In himself he slays the man he knew, rids himself of his inborn character, and liberates himself from desires, passions, and pleasures. At first he snubs his fellow liars. Then he quickly disavows his father, mother, and child — and every other relative — in order to seclude himself with his idée fixe, which is a vision, inspiration, and whispered temptation. He begins with self-denial; he starves himself so he can dine on his dread treasure, goes thirsty so he can quench his thirst with the secret that dwells inside him, and slays his body’s senses to bring to life the invisible ghoul. He ogles death and even goes to the sacrificial altar to present his life as an offering, because he knows that sacrificing his life is the only price the ghoul expects as a precondition for taking the lives of his enemies.

The disciple of revenge is a creature who is ready to perish in order to reincarnate as the atrocious nightmare people refer to as vengeance.

2

He dispatched slaves to bring back sorcerers accompanying caravans heading to the north and soothsayers returning from trips to the east, west, or south. He closeted himself for long periods with these men and conversed with them at length before he headed out to the crowd with the lethal amulet that wiped out women, baffled sages, shook husbands, and turned the life of the oasis into a continual funeral. A day did not pass without men carrying on their shoulders a litter of poles on which the corpse of a woman lay. They would take her to a burial site on which they piled the stones of a mausoleum.

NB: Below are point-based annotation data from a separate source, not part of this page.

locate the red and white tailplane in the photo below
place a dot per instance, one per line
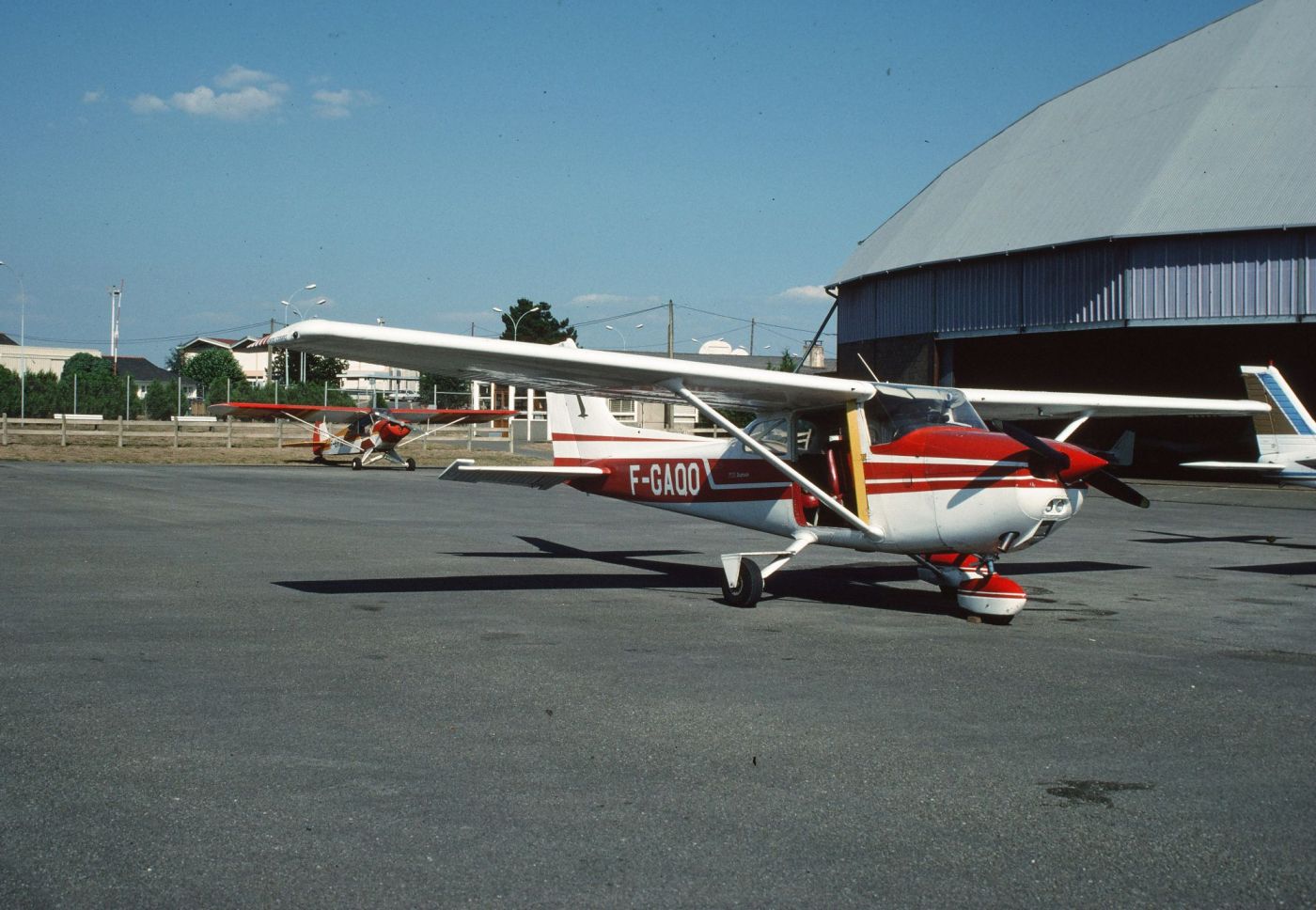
(583, 428)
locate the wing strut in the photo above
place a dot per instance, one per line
(773, 459)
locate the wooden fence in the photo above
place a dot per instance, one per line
(70, 430)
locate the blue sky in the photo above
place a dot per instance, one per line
(423, 163)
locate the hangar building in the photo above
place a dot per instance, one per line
(1145, 232)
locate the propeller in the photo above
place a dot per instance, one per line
(1068, 470)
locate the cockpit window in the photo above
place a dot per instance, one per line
(897, 410)
(774, 433)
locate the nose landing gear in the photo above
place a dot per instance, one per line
(978, 588)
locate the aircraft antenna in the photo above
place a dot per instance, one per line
(818, 335)
(116, 295)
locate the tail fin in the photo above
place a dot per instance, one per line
(1287, 426)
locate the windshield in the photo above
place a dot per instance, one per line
(773, 432)
(897, 410)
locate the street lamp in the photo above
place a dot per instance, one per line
(624, 345)
(287, 370)
(23, 345)
(516, 322)
(318, 303)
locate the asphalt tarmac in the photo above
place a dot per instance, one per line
(305, 686)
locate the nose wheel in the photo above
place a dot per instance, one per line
(747, 588)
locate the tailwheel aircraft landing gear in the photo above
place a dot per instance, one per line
(749, 585)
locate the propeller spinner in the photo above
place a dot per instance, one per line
(1075, 465)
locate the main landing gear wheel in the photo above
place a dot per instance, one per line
(749, 587)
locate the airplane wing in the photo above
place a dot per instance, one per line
(451, 416)
(1260, 466)
(536, 477)
(313, 413)
(266, 411)
(569, 370)
(1010, 404)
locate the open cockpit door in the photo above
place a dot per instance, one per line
(829, 450)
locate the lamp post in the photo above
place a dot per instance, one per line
(23, 345)
(287, 370)
(624, 345)
(318, 303)
(516, 322)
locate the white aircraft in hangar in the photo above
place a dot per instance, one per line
(1286, 433)
(866, 466)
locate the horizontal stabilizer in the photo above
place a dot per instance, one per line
(1263, 466)
(533, 477)
(1013, 404)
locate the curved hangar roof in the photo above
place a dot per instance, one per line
(1213, 132)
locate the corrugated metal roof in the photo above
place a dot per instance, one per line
(1213, 132)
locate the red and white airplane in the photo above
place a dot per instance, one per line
(868, 466)
(368, 436)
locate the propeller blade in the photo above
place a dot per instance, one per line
(1114, 486)
(1052, 456)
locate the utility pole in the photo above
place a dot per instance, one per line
(115, 299)
(667, 416)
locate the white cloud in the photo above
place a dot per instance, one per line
(243, 104)
(336, 104)
(254, 94)
(148, 104)
(240, 75)
(609, 301)
(809, 292)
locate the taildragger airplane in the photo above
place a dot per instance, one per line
(368, 436)
(868, 466)
(1286, 434)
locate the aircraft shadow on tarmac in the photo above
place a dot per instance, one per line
(1307, 568)
(859, 585)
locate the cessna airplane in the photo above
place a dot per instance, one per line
(1286, 434)
(370, 434)
(844, 463)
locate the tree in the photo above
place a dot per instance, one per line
(324, 369)
(161, 400)
(175, 360)
(213, 368)
(536, 322)
(444, 391)
(85, 364)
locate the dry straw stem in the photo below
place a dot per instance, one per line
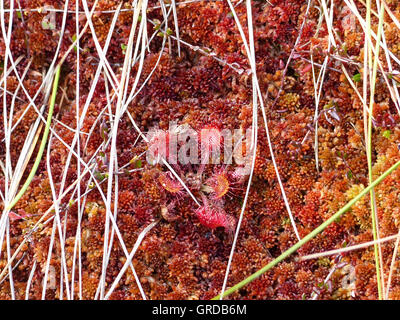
(42, 144)
(308, 237)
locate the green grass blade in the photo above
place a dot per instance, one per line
(310, 236)
(42, 144)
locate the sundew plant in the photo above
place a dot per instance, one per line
(199, 149)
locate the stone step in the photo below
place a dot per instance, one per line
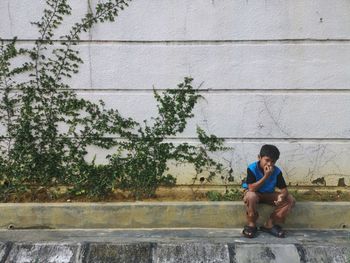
(181, 245)
(307, 215)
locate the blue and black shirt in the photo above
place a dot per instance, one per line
(254, 174)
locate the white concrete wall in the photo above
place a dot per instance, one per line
(273, 72)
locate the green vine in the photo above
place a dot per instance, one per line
(47, 128)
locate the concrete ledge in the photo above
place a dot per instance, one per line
(172, 252)
(166, 245)
(186, 245)
(320, 215)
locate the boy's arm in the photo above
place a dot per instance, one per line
(281, 184)
(255, 186)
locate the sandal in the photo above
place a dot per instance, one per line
(250, 231)
(276, 231)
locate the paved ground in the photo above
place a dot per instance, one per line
(172, 235)
(172, 245)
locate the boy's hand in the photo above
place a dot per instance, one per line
(268, 170)
(279, 200)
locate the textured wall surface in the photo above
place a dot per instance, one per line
(272, 72)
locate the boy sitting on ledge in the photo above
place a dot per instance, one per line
(262, 179)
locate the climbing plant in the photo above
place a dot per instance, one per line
(46, 127)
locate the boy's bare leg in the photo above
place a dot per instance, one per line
(251, 199)
(281, 211)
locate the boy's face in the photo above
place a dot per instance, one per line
(266, 161)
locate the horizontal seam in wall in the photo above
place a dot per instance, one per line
(219, 91)
(251, 140)
(200, 42)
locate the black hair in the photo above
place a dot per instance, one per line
(270, 151)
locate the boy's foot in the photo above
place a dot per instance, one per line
(250, 231)
(276, 231)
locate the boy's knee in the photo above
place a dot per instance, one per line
(251, 197)
(291, 200)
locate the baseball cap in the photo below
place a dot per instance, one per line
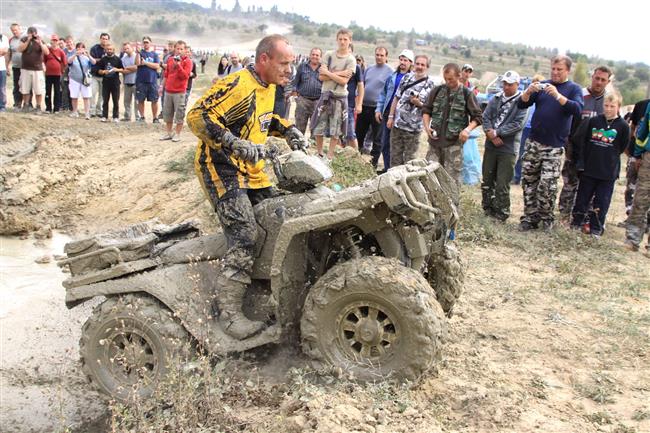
(408, 54)
(510, 77)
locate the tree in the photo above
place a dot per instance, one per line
(62, 29)
(621, 73)
(193, 28)
(642, 74)
(324, 31)
(124, 32)
(394, 40)
(580, 74)
(302, 29)
(101, 20)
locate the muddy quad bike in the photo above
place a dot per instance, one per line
(364, 276)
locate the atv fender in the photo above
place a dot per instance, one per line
(186, 289)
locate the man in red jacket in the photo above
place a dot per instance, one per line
(177, 73)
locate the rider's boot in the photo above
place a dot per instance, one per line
(229, 297)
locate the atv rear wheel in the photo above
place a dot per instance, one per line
(374, 318)
(128, 345)
(446, 275)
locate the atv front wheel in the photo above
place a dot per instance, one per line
(446, 275)
(375, 318)
(128, 345)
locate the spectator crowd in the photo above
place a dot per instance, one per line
(534, 135)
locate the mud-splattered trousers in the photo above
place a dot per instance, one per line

Children became motherless orphans, men married to the most captivating brides became widowers, and fathers grieved for beloved daughters. Then the oasis experienced chaos because of the calamity’s terror, and people investigated the secret of the epidemic in every nook and cranny, consulting sorcerers, diviners, and novice masters. They intercepted passing caravans to debate with travelers, wayfarers, and merchants who might have encountered a comparable epidemic during their unending travels — or who might have heard one day about a tribe afflicted in a similar fashion. But these people in transit and merchants declared that they knew of no epidemic that discriminated between men and women. In the history of the entire desert, they had never heard of a plague that afflicted beautiful women but spared the camel corps. They were unanimous in saying that the matter doubtless concealed an ignoble secret and that the citizens really ought to launch an investigation into the conspiracy, because an affair that the Spirit World did not establish in the ancient Law must be attributable to human volition.

In the early days, doubts hovered around the hero, and accusations — which directed fingers of blame at him alone — lolled on people’s tongues. The demise of his wife, however, quelled that rumor and dispelled suspicions about him.